You know, I, I think certainly advertising agencies are really good at thinking creatively. You know, I’m a strategist at heart. I love advertising strategists. These are the folks that, you know, can take obscure data points and weave them together into an interesting insight that brands can, can use to capture consumers hearts and minds as it were. But agency approaches to music and sound have Ty typically been related to commercials. They’re not particularly holistic. And as a result, they’ve never really developed the, the skill set that it takes because it’s not simply about a music supervisor finding the right piece of music.
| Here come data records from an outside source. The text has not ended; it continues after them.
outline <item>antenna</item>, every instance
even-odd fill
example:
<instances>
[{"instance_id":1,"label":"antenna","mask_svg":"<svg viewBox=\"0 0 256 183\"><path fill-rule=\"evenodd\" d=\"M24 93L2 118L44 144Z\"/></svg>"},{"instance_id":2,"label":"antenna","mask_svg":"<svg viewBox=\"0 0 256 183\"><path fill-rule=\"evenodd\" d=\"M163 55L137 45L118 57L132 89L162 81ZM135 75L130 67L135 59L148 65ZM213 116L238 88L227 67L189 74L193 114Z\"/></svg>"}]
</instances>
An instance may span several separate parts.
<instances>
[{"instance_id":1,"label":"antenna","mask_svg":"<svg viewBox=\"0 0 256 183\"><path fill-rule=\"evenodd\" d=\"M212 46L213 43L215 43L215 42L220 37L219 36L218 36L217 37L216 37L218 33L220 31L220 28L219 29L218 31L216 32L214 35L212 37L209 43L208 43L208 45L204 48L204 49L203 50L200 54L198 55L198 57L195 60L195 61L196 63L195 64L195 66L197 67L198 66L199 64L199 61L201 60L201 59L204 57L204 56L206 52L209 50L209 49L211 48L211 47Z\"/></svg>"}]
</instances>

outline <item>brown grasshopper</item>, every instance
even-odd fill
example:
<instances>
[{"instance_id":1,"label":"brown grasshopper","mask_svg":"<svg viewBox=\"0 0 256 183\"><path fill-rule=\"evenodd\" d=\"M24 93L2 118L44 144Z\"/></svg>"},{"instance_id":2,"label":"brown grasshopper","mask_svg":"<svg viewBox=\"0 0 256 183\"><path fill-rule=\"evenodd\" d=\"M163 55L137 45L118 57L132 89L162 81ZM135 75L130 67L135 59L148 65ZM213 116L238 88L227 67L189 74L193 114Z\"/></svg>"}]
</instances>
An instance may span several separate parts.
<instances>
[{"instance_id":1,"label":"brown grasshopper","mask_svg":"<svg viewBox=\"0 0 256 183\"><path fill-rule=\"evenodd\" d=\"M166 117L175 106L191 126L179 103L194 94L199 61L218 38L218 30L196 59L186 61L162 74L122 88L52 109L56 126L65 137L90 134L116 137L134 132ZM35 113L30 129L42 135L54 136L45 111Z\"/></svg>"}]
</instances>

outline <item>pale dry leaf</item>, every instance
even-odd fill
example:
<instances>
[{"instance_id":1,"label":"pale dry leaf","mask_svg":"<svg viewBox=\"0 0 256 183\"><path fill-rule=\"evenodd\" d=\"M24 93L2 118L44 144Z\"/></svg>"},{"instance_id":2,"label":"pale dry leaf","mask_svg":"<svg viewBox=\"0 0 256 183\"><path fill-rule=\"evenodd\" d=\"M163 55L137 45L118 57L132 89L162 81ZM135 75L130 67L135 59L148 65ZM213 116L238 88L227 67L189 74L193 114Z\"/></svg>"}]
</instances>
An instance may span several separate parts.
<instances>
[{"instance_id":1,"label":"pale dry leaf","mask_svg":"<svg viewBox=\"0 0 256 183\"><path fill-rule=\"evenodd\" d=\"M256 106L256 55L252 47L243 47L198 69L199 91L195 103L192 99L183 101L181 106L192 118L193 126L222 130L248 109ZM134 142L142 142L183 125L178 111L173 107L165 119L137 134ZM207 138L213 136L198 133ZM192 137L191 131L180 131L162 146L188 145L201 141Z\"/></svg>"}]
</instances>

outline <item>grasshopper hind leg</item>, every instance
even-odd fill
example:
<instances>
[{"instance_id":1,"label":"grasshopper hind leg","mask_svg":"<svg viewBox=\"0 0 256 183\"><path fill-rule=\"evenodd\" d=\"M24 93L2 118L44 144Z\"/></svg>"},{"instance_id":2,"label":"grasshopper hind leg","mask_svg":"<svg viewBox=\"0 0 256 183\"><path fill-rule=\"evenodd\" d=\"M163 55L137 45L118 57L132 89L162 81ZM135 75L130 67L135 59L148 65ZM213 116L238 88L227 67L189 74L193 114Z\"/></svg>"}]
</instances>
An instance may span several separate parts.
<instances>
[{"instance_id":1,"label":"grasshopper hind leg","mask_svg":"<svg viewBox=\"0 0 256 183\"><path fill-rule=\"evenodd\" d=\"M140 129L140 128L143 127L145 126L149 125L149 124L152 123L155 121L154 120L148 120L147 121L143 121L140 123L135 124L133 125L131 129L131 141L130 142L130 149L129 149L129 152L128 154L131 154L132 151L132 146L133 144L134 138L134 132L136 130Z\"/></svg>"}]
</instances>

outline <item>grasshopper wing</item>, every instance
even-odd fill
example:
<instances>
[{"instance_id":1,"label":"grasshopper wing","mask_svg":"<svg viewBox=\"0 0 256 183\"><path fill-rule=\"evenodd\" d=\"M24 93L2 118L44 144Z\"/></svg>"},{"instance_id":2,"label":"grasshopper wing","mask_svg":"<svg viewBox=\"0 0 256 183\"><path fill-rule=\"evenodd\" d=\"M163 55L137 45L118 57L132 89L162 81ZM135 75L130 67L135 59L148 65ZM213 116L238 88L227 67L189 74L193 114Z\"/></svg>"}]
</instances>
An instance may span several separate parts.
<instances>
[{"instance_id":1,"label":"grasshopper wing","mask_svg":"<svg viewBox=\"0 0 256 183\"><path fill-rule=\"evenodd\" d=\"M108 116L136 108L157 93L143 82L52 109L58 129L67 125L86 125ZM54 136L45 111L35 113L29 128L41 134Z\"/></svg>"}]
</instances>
It’s really thinking about all these other elements that we’ve talked about. So there are Sonic branding companies, Sonic identity companies that exist out there that if you’re looking for a Sonic identity, they’re probably best suited for that.

There are some companies that are, are realizing the power of sound, particularly as we’re moving more and more into worlds where we’re interacting, using our voice. So we’re, we’re not just pushing buttons on a touch screen. We’ve got vehicles now that because they’re electric, they don’t make sounds, but that’s a safety issue. So as governments have started to say, your vehicles need to make some kind of sound. Automotive manufacturers have gotten really good at beginning to devise sounds for their electric vehicles that are part of the branding, but also part of our emotional connection. Because if you think about an automobile, how many times have you loved that, that particular sound of, of the engine and the power that you feel when you press on the gas, when you don’t get those sonic cues, it, it changes that perception and that feeling.

So automotive manufacturers are working really hard to produce that sound in artificial ways. But in ways that still trigger these, these reactions.

So Sonic identity companies you know, folks like me that exist in other companies, whether it be in a media company, a platform company, or even at some agencies that are starting to get hip to bringing folks in who are specialised here, not necessarily the broadcast producer, which would’ve been the title at the old agency. But there are often Sonic strategists or sound being part of the strategy that that brands are thinking about now

Pat Murphy:

On the agenda for many marketers right now – very important thing on the agenda – for many marketers is DNI diversity and inclusion. And I hadn’t thought before I spoke to you the other day that you can have diversity in audio.

Tell me more about that.

Steve Keller:

Yeah. I mean, when we think about diversity, very often, we think about diversity and what we see. But the reality is, is that we can perceive ethnicity and race in a voice. Now, the question becomes where do those perceptions come from? And what do the sounds of people’s voices trigger in us?

Pat Murphy:

And it’s, and it’s not just race either. Is it it’s kind of gender and it’s age, age as well, gender,

Steve Keller:

Gender as well age. There, there are a lot of things that we pick up with yeah. In, in cues, but I’ve been particularly attuned here in the states to how we hear, how we perceive race in voices, and particularly with black voices.

And during the pandemic after the murder of George Floyd and the Black Lives Matter movement it, it pushed me to begin to think about how I was hearing the world. And so I, I spent a lot of time studying this phenomenon learning from academics particularly Jennifer Stover, who wrote a book called the Sonic colour line where she asked this question, you know, ‘what if race wasn’t just something that we saw? What if it was something that we heard?’ and looking at these, these cues and what I discovered in just beginning to do some observation, looking at advertisements, listening to the voices that were chosen was that when ads were directed towards a general market the voices that we heard were predominantly white, it was almost as if we were saying the general market is white. And by extension, the voice of America is white. And particularly in the pandemic, the commercials that we were hearing were often voiced by white voiceover actors. And now we have a pandemic that’s affecting the black community with a greater degree of significance, but we’re not hearing these voices. So that gave me the impetus to get involved with, with trying to change that. Working with Studio Resonate here, doing some research around how we hear voices, the impact of race sonically on ad favorability and effectiveness, and trying to build a business case for diversifying the voices that we hear, because in a very diverse world, it should sound diverse. It shouldn’t just look diverse. And of course, that begins to beg the question then you know, as we identify different voices, what is the sound of a black voice? What is the sound of a white voice?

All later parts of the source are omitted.